Which leads people to eating disorders and obsessive-compulsive workout routines (Whitworth). Even other models have given in to eating cotton wool or tissue paper to feel full and not to absorb calories. The fact that the fashion industry belief is emphasizing being thin is just ridiculous, unacceptable, and unrealistic. And there are numerous ways to stop this; The Council of Fashion Designers of America has created the CFDA Initiative (Evea).
The CFDA have ideas of immediately consulting a model that could be identified of having an eating disorder and they won’t be able to actual work until they seek professional help. Another way the CFDA is trying to contribute to the modeling industry is supplying healthy food during photo shoots and runway shows and educating both models and the rest of the industry on eating disorders” (Evea). In conclusion, I feel that the modeling industry has a lot to work on in helping women around the world feel comfortable in their own skin.

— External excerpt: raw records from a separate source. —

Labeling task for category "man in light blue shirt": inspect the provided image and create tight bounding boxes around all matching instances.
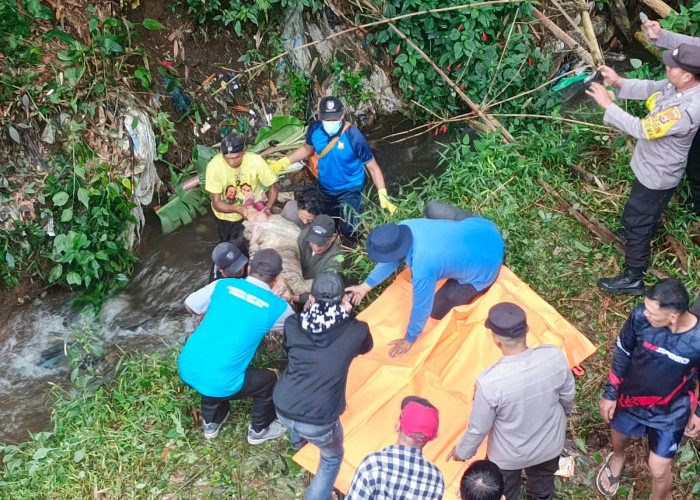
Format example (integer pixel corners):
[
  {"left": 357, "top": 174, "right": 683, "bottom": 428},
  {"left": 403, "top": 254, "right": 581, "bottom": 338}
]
[
  {"left": 177, "top": 246, "right": 293, "bottom": 444},
  {"left": 347, "top": 217, "right": 504, "bottom": 358}
]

They can do this by promoting curvier women in popular advertisements, encouraging their models to eat regularly and not have certain restrictions having to do with height and weight that prevent healthy beautiful women from being able to model in today’s industry. Everyone should feel like they’re beautiful, no matter their shape, size, or race. The modeling industry can have a positive effect on women if they made these changes. Bibliography 1. Evea, Juliet. “The Effects of the Fashion Industry on Eating Disorders. ” fashionspirations. com. 7 April 2010. 20 November 2012.
Web. 2. Mcgee, Jasmine. “Unrealistic Body Image In the Fashion Industry. ” Voices. yahoo. com. 16 April 2010. 3 December 2012. Web. 3. Pearson, Catherine. “Fashion And Eating Disorders: How Much Responsibility Does Industry Have? ” Huffingtonpost. com. 13 September 2011. 20 November 2012. Web. 4. Whitworth, Melissa. “Model health guidelines for New York Fashion Week released by the CFDA. ” Fashion. telgraph. co. uk. 27 January 2012. 1 December 2012. 5. Zieger, S. “The Media Affects a Teen Body Image. ” Teens. lovetoknow. com. 14 March 2011. 4 December 2012. Web.